Remember back to your youth. When you were the most passionate horror fan around. It cost you a few relationships, I bet, because the truth is, you loved horror more than your partner.

When a horror movie came to town, you bet your ass you got out there and saw it. How could you not? Sitting around in front of a TV in the living room was for your lame-ass parents.

And you liked just about everything you saw. To varying degrees, obviously. Even the bad ones were fun, and you made a point of getting out there and seeing for yourself. As bad as some of them were, you still had a good time. And as the years race by, you look back upon each and every one of those theatrical outings with fondness.

I've been guilty of it. It's easier to sit home, drink beer, and watch a movie on home video. It's even easier now. Watch on demand, instant download, streaming. Not to mention the repulsive act of illegally downloading a movie.

I look back on the days of my horror-watching youth with infinite fondness. I've grown cynical, and somewhat embittered, but I try to fight it. I am trying to keep that burning flame of horror fandom alive and burning.

If a horror movie comes to the theater, I try to get out and see it. One thing has not changed: Most of them are not very good. Not if you gaze upon them with a critical eye. But many of them are fun, and the real joy is getting out and seeing them in a theater.

Something pretty cool is happening in the midst of big changes in Hollywood. The mid-priced movies seem to be disappearing. Big budget slop is everywhere, and low budget movies are flourishing. Ones that cost between, say, ten and sixty million dollars, are going the way of the drive-in theater.

Low budget horror movies are coming out at a fairly steady clip, and most of them are extremely profitable. We're not talking a gazillion dollar revenues like the latest regurgitated superhero feature, but a tidy return that has to be undeniable to the studios.

Which brings me to The Lazarus Effect. This humble effort was reportedly produced for a little over three million dollars, and in just a few days has tripled its money.

But is The Lazarus Effect any good?

Not particularly.

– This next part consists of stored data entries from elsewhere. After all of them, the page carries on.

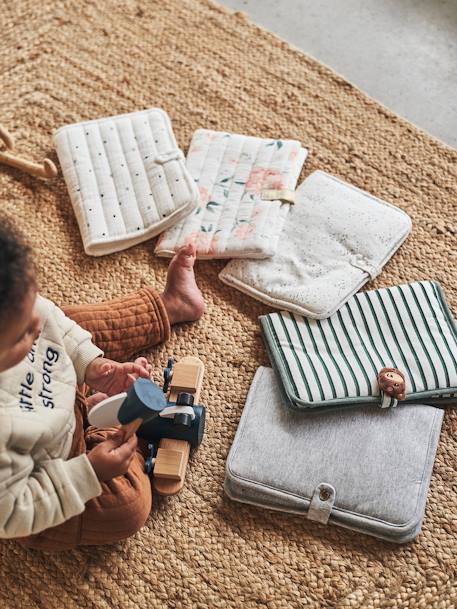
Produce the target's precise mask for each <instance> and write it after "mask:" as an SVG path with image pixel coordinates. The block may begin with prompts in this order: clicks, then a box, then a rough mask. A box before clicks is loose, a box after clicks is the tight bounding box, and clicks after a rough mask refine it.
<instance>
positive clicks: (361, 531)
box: [225, 367, 443, 543]
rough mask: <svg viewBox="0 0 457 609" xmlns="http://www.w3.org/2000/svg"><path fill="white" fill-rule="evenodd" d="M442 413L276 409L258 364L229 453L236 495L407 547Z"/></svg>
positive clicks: (442, 413) (409, 407) (425, 406)
mask: <svg viewBox="0 0 457 609" xmlns="http://www.w3.org/2000/svg"><path fill="white" fill-rule="evenodd" d="M442 419H443V411H442V410H440V409H438V408H434V407H432V406H424V405H404V406H402V408H395V409H392V408H389V409H387V410H382V409H377V408H376V409H373V408H369V407H368V408H367V407H364V408H359V409H349V410H347V411H336V412H328V413H327V412H324V413H323V412H322V411H320V412H317V411H316V412H311V413H310V414H309V415H307V416H306V417H304V416H303V414H301V413H298V412H294V411H291V410H290V409H288V408H285V407H284V405H283V398H282V395H281V392H280V389H279V387H278V383H277V380H276V377H275V375H274V372H273V370H272V369H271V368H263V367H261V368H259V369H258V370H257V373H256V375H255V377H254V381H253V383H252V386H251V388H250V390H249V394H248V397H247V401H246V405H245V408H244V411H243V414H242V417H241V421H240V424H239V427H238V430H237V433H236V436H235V440H234V442H233V445H232V448H231V450H230V453H229V456H228V459H227V465H226V477H225V492H226V493H227V495H228V496H229V497H230V498H231V499H234V500H237V501H241V502H244V503H250V504H252V505H256V506H259V507H265V508H269V509H272V510H280V511H285V512H292V513H296V514H302V515H303V517H304V518H307V519H309V520H314V521H317V522H320V523H324V524H325V523H327V522H329V523H333V524H337V525H339V526H343V527H346V528H349V529H353V530H355V531H359V532H361V533H366V534H368V535H373V536H375V537H379V538H381V539H386V540H388V541H393V542H397V543H404V542H407V541H410V540H412V539H414V538H415V537H416V536H417V535H418V534H419V532H420V529H421V524H422V519H423V516H424V510H425V503H426V498H427V490H428V486H429V483H430V477H431V473H432V468H433V461H434V457H435V452H436V447H437V444H438V439H439V434H440V429H441V422H442Z"/></svg>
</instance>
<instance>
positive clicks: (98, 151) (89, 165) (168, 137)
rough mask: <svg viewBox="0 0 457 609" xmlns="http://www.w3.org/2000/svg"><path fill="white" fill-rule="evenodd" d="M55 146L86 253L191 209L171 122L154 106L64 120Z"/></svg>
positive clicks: (104, 247) (122, 245) (152, 232)
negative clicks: (68, 120) (139, 108)
mask: <svg viewBox="0 0 457 609" xmlns="http://www.w3.org/2000/svg"><path fill="white" fill-rule="evenodd" d="M54 143H55V146H56V149H57V155H58V157H59V161H60V164H61V167H62V172H63V176H64V179H65V182H66V184H67V188H68V192H69V194H70V199H71V202H72V205H73V209H74V212H75V215H76V219H77V221H78V225H79V229H80V231H81V236H82V240H83V244H84V249H85V251H86V253H87V254H90V255H92V256H101V255H103V254H110V253H112V252H117V251H119V250H123V249H126V248H127V247H130V246H132V245H135V244H137V243H140V242H142V241H145V240H146V239H149V238H151V237H153V236H155V235H157V234H158V233H160V232H161V231H163V230H164V229H166V228H168V227H169V226H171V225H173V224H174V223H176V222H178V221H179V220H181V219H182V218H183V217H184V216H186V215H188V214H189V213H191V212H192V211H193V210H194V209H195V208H196V207H197V206H198V200H199V196H198V190H197V188H196V186H195V183H194V181H193V179H192V178H191V177H190V175H189V172H188V171H187V169H186V167H185V160H184V155H183V153H182V152H181V150H180V149H179V148H178V145H177V143H176V139H175V136H174V134H173V130H172V127H171V122H170V119H169V117H168V115H167V114H166V112H164V111H163V110H161V109H159V108H153V109H151V110H144V111H141V112H132V113H131V114H123V115H119V116H111V117H107V118H101V119H97V120H92V121H87V122H83V123H77V124H73V125H67V126H65V127H62V128H61V129H58V130H57V131H56V132H55V133H54Z"/></svg>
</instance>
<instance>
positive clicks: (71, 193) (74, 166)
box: [64, 129, 90, 238]
mask: <svg viewBox="0 0 457 609" xmlns="http://www.w3.org/2000/svg"><path fill="white" fill-rule="evenodd" d="M64 138H65V140H66V141H67V154H68V155H69V157H70V158H69V159H68V166H69V167H71V170H70V171H73V172H74V177H75V185H76V186H77V187H78V188H79V199H80V201H78V200H77V198H78V197H77V195H76V194H75V193H70V196H71V198H72V201H74V205H73V207H74V208H75V210H77V211H76V213H77V215H79V216H80V218H81V220H82V221H83V222H84V232H85V233H86V234H87V236H88V237H89V238H90V233H89V231H88V230H87V229H88V226H87V225H88V224H90V222H89V217H88V215H87V209H86V207H85V206H84V204H83V193H82V189H83V183H82V182H81V178H80V174H79V171H78V165H75V164H74V163H73V162H71V164H70V161H71V160H72V158H73V154H72V144H71V139H70V129H65V131H64ZM66 171H68V169H67V170H66ZM73 197H74V198H73Z"/></svg>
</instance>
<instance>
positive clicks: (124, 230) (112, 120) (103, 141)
mask: <svg viewBox="0 0 457 609" xmlns="http://www.w3.org/2000/svg"><path fill="white" fill-rule="evenodd" d="M104 122H105V124H106V126H107V127H110V128H111V127H112V130H113V131H116V135H117V130H116V127H115V125H114V120H112V121H104ZM110 122H111V123H112V125H110ZM100 136H101V139H102V146H103V151H104V153H105V156H106V159H107V161H108V166H109V168H110V175H112V176H113V177H112V178H111V179H112V181H113V188H114V192H115V194H116V202H118V203H119V201H120V198H119V191H118V187H117V184H116V180H115V178H114V174H113V168H112V166H111V163H110V160H109V155H108V153H107V147H105V144H104V141H105V140H104V139H103V136H102V134H101V133H100ZM106 142H107V143H108V140H106ZM101 205H102V206H103V202H102V203H101ZM119 218H120V220H121V222H122V226H123V229H124V232H125V233H127V226H126V223H125V218H124V214H123V213H122V210H121V211H120V213H119Z"/></svg>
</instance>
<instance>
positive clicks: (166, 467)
mask: <svg viewBox="0 0 457 609" xmlns="http://www.w3.org/2000/svg"><path fill="white" fill-rule="evenodd" d="M204 371H205V367H204V364H203V362H202V361H201V360H200V359H198V358H197V357H184V358H183V359H181V360H180V361H179V362H178V363H177V364H175V365H174V368H173V371H172V373H171V379H170V380H169V391H168V402H169V403H170V402H172V403H173V402H175V403H176V404H177V405H180V406H185V405H188V406H192V405H193V404H194V402H195V403H196V404H198V402H199V399H200V391H201V388H202V384H203V374H204ZM200 440H201V438H200ZM190 448H191V443H190V442H189V441H187V440H179V439H172V438H162V439H161V440H160V442H159V448H158V449H157V454H156V457H155V462H154V470H153V481H154V482H153V486H154V488H155V490H156V491H157V493H159V495H176V494H177V493H179V491H180V490H181V489H182V487H183V486H184V479H185V476H186V469H187V463H188V461H189V454H190Z"/></svg>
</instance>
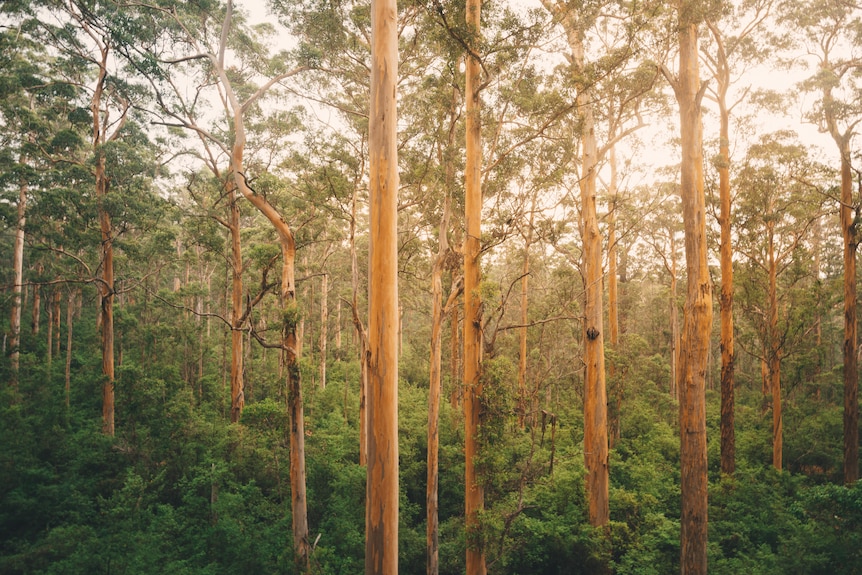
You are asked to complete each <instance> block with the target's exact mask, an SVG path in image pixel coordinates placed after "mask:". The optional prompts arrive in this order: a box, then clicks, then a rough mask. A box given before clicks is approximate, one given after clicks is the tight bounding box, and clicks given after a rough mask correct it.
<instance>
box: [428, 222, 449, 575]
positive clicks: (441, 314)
mask: <svg viewBox="0 0 862 575" xmlns="http://www.w3.org/2000/svg"><path fill="white" fill-rule="evenodd" d="M441 227H442V225H441ZM442 246H443V240H442V238H441V242H440V251H438V252H437V258H436V260H435V262H434V267H433V269H432V270H431V366H430V370H429V372H430V382H429V387H428V483H427V488H426V493H425V511H426V519H427V524H426V533H425V543H426V546H425V547H426V555H427V561H426V572H427V575H437V574H438V573H439V572H440V558H439V551H440V532H439V523H438V504H437V501H438V500H437V485H438V461H439V458H438V455H439V453H438V452H439V445H440V433H439V429H440V368H441V364H442V355H443V354H442V350H441V344H442V337H441V334H442V327H443V326H442V323H443V265H442V263H443V262H442V259H443V258H441V251H442ZM444 257H445V256H444Z"/></svg>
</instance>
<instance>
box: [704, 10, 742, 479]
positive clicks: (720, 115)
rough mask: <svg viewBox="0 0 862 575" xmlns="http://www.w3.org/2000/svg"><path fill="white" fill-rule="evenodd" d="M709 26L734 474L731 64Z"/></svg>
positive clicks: (726, 431) (722, 438)
mask: <svg viewBox="0 0 862 575" xmlns="http://www.w3.org/2000/svg"><path fill="white" fill-rule="evenodd" d="M709 28H710V30H711V31H712V35H713V37H714V38H715V41H716V44H717V46H718V50H717V52H718V53H717V58H716V64H717V69H716V74H715V76H716V80H717V82H718V89H717V94H718V109H719V117H720V128H719V145H718V154H719V161H718V180H719V182H718V201H719V216H718V223H719V227H720V228H721V246H720V248H719V252H720V258H721V293H720V294H719V304H720V313H721V335H720V348H721V420H720V428H721V472H722V473H724V474H726V475H733V473H734V471H735V470H736V436H735V431H734V403H735V402H734V391H735V383H734V341H733V246H732V244H731V234H730V218H731V205H730V110H729V109H728V107H727V90H728V88H729V87H730V67H729V64H728V61H727V52H726V50H725V45H724V38H723V37H722V35H721V33H720V32H719V30H718V28H716V27H715V26H714V25H713V24H712V23H709Z"/></svg>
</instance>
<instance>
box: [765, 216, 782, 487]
mask: <svg viewBox="0 0 862 575" xmlns="http://www.w3.org/2000/svg"><path fill="white" fill-rule="evenodd" d="M770 208H771V206H770ZM769 215H770V216H772V215H774V212H773V211H772V209H770V210H769ZM766 229H767V241H768V248H767V258H768V262H767V263H768V266H769V270H768V271H769V292H768V294H767V297H768V298H769V305H768V309H769V327H768V329H767V330H766V333H767V334H768V336H767V340H768V342H769V343H768V354H767V356H766V357H767V370H768V373H769V389H770V390H771V392H772V466H773V467H775V469H778V470H779V471H780V470H781V463H782V461H781V459H782V458H781V453H782V445H783V437H782V420H781V342H780V337H779V334H778V263H777V261H776V259H775V222H774V220H772V219H771V218H770V220H769V221H768V222H767V224H766Z"/></svg>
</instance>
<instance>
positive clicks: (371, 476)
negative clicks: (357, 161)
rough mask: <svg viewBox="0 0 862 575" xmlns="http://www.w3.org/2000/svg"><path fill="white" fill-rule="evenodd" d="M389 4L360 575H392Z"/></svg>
mask: <svg viewBox="0 0 862 575" xmlns="http://www.w3.org/2000/svg"><path fill="white" fill-rule="evenodd" d="M397 20H398V14H397V9H396V3H395V0H373V1H372V4H371V106H370V109H369V134H368V152H369V156H368V157H369V181H370V186H369V189H370V222H369V223H370V238H369V262H370V268H369V286H370V287H369V301H368V352H369V353H368V400H367V401H368V403H367V407H366V409H367V410H368V465H367V468H366V474H367V475H366V478H367V479H366V511H365V573H366V574H367V575H372V574H373V575H396V574H397V573H398V324H399V313H398V151H397V142H396V129H397V126H396V118H397V114H396V107H395V88H396V81H397V74H398V37H397V34H398V32H397Z"/></svg>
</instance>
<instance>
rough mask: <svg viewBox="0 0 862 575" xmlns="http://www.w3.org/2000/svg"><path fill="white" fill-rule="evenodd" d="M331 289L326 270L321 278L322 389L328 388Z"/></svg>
mask: <svg viewBox="0 0 862 575" xmlns="http://www.w3.org/2000/svg"><path fill="white" fill-rule="evenodd" d="M328 291H329V275H328V274H327V273H325V272H324V274H323V277H321V278H320V339H319V340H318V341H319V344H318V348H319V349H320V365H319V370H318V371H319V374H320V389H325V388H326V344H327V342H328V340H329V329H328V328H329V306H328V302H327V293H328Z"/></svg>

I didn't mind watching it, and to be painfully blunt, it is not a whole lot worse than many movies I went to see and sort of liked in my misspent late youth. Things like One Dark Night, The Pit, Bloody Birthday, Slaughterhouse, and on and on.

The Lazarus Effect breaks no new ground. Its theme of "Man should not meddle in God's work" has been done by superior talents like Mary Shelley, H.P. Lovecraft, and Stephen King. The Lazarus Effect has a lot of pseudo-science, melodrama, and the final quarter is nothing short of an embarrassment.

I had a good time with it. The acting was above par, the movie was professionally shot, and there is a modicum of suspense. For a six dollar matinee, I do not regret seeing it at all.

The really good thing about it is, young people are going out and seeing these movies. Most will grow up sooner or later, but thankfully there will be the few who never do. People like you and I. Horror fans who refuse to be relegated to old fogeydom. Some of these will be the horror fans, and the writers and directors, of tomorrow. They will look back upon movies like The Lazarus Effect, Insidious, Paranormal Activity, and so on, and the building blocks of their obsession for horror and the macabre.